The 22nd session of the UN-HABITAT Governing Council was held March 30 to April 3 at its headquarters in Nairobi, Kenya.
Composed of 58 member states, the Governing Council is a high-level forum of governments at the ministerial level that meets every two years to examine UN-HABITAT’s work and relationships with partners.
The Council also establishes policy guidelines and UN-HABITAT’s budget for the next two-year period.
Delegates from over 101 countries attended the event, whose theme this year was “Promoting affordable housing finance systems in an urbanizing world in the face of the global financial crisis and climate change.”
The Cities Alliance Secretariat was represented at the Governing Council by Programme Manager William Cobbett, Sr. Urban Specialist Julian Baskin, Urban Specialist Jean-Christophe Adrian and Regional Adviser Tewodros Tigabu Alemu.

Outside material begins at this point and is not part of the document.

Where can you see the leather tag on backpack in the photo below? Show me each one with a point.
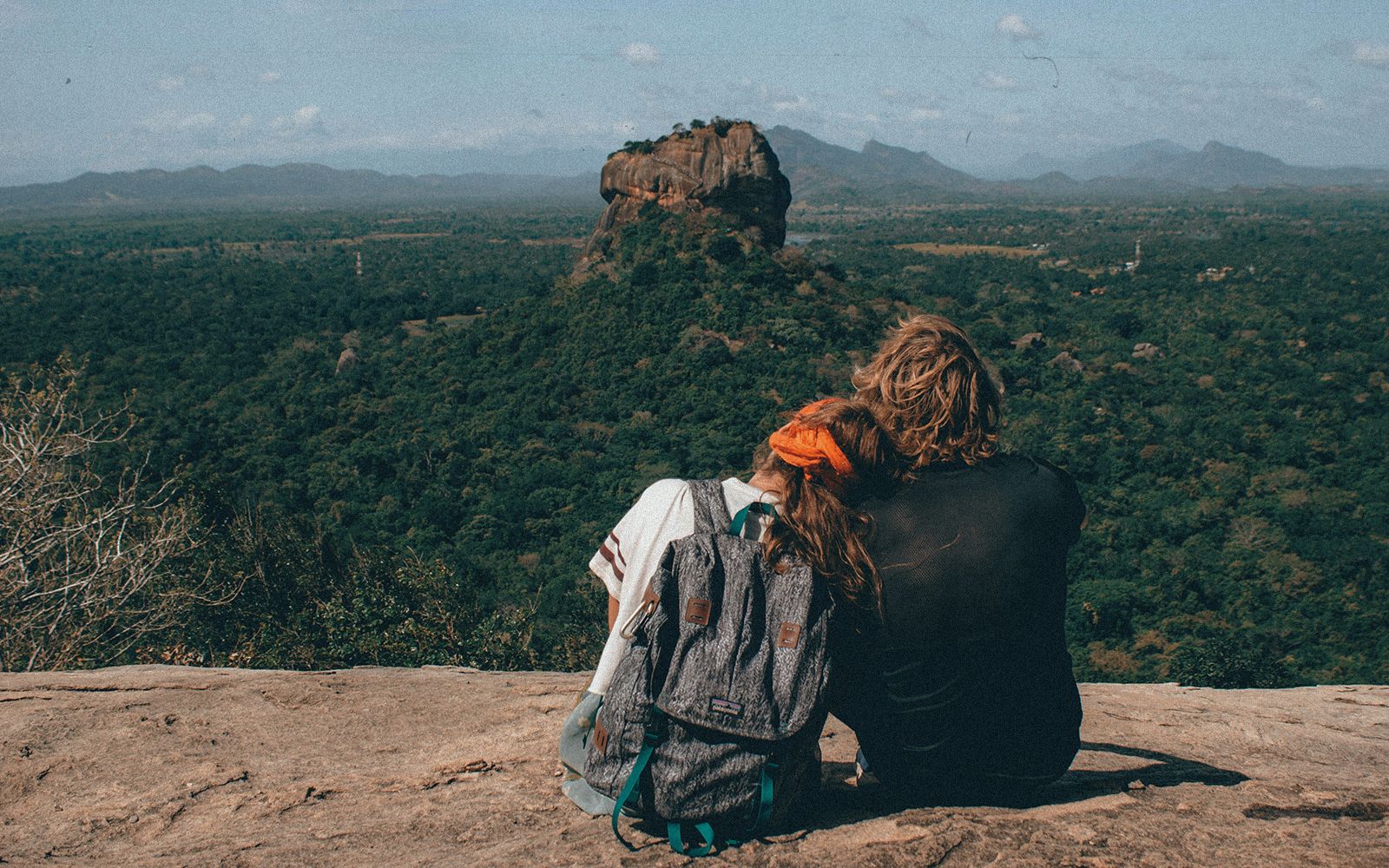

While in Nairobi, the Cities Alliance delegation held the first City Development Strategy Sub Group meeting, a platform for Cities Alliance members that aims to strengthen collective knowledge and experience on CDS.
Housing for the poor can be bankable
A variety of other discussions and events were also held over the course of the week, including dialogue sessions on affordable housing and climate change.

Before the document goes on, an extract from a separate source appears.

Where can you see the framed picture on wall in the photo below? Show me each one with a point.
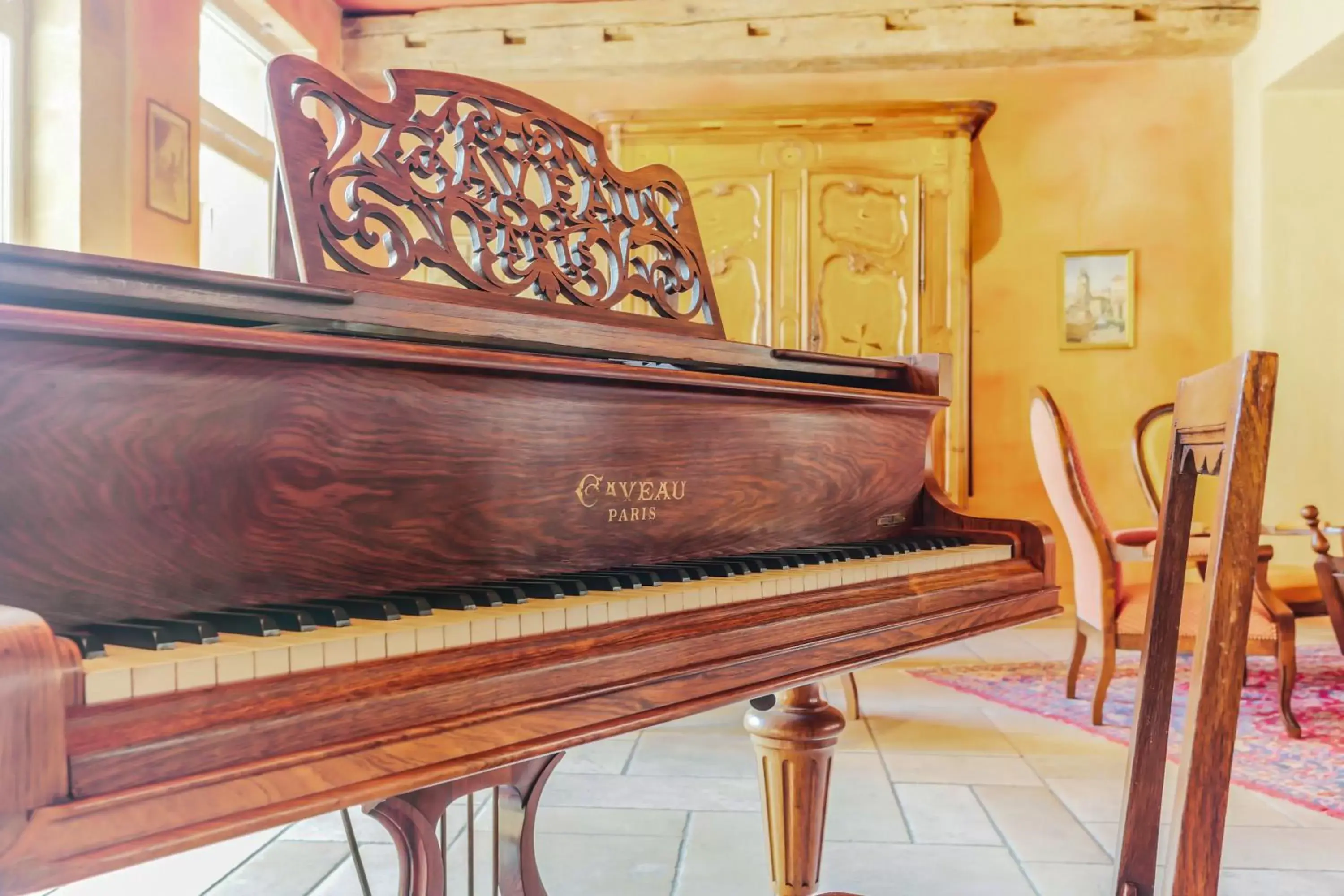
(168, 163)
(1097, 299)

At one March 30 event, participants concluded that it is still possible to provide financing for houses for the poor. Ms. Ayanthi Gurusinghe from Sri Lanka provided evidence that poor people could be helped to access loans for housing, and noted that the default rate among the poor was very low – making them bankable.
There is a definite need for such financing. Kecia Rust, a Housing Finance Coordinator from South Africa, cited recent research conducted by FinMark Trust in eight African countries. The research found that at best 17 percent of the population in South Africa and less than 10 percent in Zambia, Botswana, Rwanda, Mozambique, Namibia and Kenya are eligible for mortgage finance.
Swedish State Secretary for Local Government Dan Ericsson highlighted the importance of making investment in housing in developing countries attractive to global investors.
A separate meeting held by participants from Latin American and Caribbean countries focused on urban security. They highlighted the role of local governments in providing security for city residents and discussed strengthening the UN-HABITAT’s Safer Cities Programme in Latin America and the Caribbean.